I don’t think it’s quite accurate to characterize that quote or the attitude of the time as entirely rejecting expression in the applied arts.
It’s obviously impossible to discuss such a complicated subject in this format without resorting to very broad generalizations, but the Symbolist and Expressionist movements that had swept Europe in the previous couple of generation were primarily concerned with self-expression.
A confluence of sorts between the impact of the Art Nouveau movement and the symbolist movements also resulted in a lot of decorative art with strong nationalist tendencies.
In the post WWI environment, nationalist references were suspect. Symbolism etc. was old fashioned and the socialist tendencies of many artists and designers had them reject classical motifs which had largely been associated with the aristocracy.
What was allowable to those embracing a new approach was the expression of some sort of scientific or otherwise “objective” truth in both the pure and the applied arts. See “New Objectivity” or “Neue Sachlichkeit” for example.
I don’t know where to dig them up right now, but I’ve seen design drawings for The Artichoke Lamp and the reflectors on that and similar lamps are arranged to act both as diffusers and parabolic reflectors with the bulb at the focus of the parabolas. The form is expressive of the mathematic basis of its design and its rationally defined purpose which is to direct light in a particular way. To contrast, Tiffany for example, was not concerned with that in his lamps and certainly didn’t express it in any way if he was.

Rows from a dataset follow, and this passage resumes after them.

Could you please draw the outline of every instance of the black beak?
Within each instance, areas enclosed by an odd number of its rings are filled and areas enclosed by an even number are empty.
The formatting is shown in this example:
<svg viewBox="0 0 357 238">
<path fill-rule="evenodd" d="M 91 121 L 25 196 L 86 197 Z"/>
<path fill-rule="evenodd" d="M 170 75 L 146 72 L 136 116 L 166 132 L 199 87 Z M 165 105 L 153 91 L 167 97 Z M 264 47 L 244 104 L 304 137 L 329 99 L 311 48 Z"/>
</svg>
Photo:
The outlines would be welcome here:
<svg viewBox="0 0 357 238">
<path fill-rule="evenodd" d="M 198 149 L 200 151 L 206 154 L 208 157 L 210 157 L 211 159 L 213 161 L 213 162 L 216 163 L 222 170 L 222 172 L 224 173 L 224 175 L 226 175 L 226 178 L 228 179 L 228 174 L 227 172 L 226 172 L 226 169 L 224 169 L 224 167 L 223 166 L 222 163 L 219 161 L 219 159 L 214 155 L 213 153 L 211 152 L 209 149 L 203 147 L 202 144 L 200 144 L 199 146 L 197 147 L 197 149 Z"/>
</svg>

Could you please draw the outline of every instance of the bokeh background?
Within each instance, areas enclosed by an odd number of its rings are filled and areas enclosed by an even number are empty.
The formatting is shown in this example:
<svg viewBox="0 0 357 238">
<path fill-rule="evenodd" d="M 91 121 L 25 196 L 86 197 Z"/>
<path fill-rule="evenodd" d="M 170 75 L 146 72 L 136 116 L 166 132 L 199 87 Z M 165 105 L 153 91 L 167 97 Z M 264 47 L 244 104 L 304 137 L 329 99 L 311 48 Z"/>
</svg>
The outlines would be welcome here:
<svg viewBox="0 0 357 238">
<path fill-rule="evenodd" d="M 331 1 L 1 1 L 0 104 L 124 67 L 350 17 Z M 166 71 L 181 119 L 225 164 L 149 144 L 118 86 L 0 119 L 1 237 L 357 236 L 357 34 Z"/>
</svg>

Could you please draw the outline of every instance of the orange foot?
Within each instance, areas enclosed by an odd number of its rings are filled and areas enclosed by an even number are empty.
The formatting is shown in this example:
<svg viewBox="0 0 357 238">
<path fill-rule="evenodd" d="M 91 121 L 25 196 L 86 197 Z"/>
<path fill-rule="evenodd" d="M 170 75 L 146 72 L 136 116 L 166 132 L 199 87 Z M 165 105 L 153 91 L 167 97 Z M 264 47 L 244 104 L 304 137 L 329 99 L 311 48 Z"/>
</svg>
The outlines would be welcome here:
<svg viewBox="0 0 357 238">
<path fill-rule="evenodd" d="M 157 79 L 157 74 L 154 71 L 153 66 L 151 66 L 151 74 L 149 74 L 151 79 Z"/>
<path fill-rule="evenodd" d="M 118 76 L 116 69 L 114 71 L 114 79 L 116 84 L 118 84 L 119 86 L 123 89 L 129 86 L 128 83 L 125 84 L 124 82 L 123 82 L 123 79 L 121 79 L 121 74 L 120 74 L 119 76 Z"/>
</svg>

The plant reference “artichoke” may well have been inspired by Karl Blossfeld.
The plant never lapses into mere arid functionalism; it fashions and shapes according to logic and suitability, and with it primeval force compels everything to attain the highest artistic form. ~Karl Blossfeld
http://27.media.tumblr.com/eccyDRiHWkarvaljOKAaQgGVo1_400.jpg
For anyone who puts no faith in Henningsen, I believe “The Bourgeois Woodworker” is still available…
I wasn’t aware of an article or book by Henningsen entitled The Bourgeois Woodworker.
I’m not, either. Nor would I expect him to have such a book. What I was saying is if you like to make common, ordinary things, if you reject what Henningsen has to say on the subject, then you can start up a blog and call it The Bourgeois Woodworker (i.e. a woodworker who likes to make common things).
Oh.
Well, it seems you’ve missed Hennigsen’s point. Henningsen is saying that if the applied art (ie. design) has a personal stamp, then the design is incomplete.
This is why I suggested that it’s possibly ironic that he is known for his expressionistic designs, despite espousing in his writing a striving for typological forms.
Yup. You have it exactly correct.
Ah, I see.
Well… there’s a reason why modern art was my worst period in Art History.
And now I want to write a blog on making bird houses…
But birdhouses of what typology?
I am going to contemplate this quote as I ride my old Gary Fisher bike down to the 7-Eleven.
Chris, have you read any E. F. Schumacher? He’s worth a look, if not. Maybe only tangentially related to Henningsen/F.O.N./things like the Nakashima quotation from a month or so ago, but he casts an interesting light on some of these questions.
whatever
I’m with you Randy.
Seems to me just about every Yale lock I ever saw had its new boldly spelled out on it somewhere.
Typos abound today. Should read: name, not new.
I like that desk
The iconic shovel in the USA was the Ames #2, the maker’s name was stamped right on it.
The quote mentions the designer. Not the maker.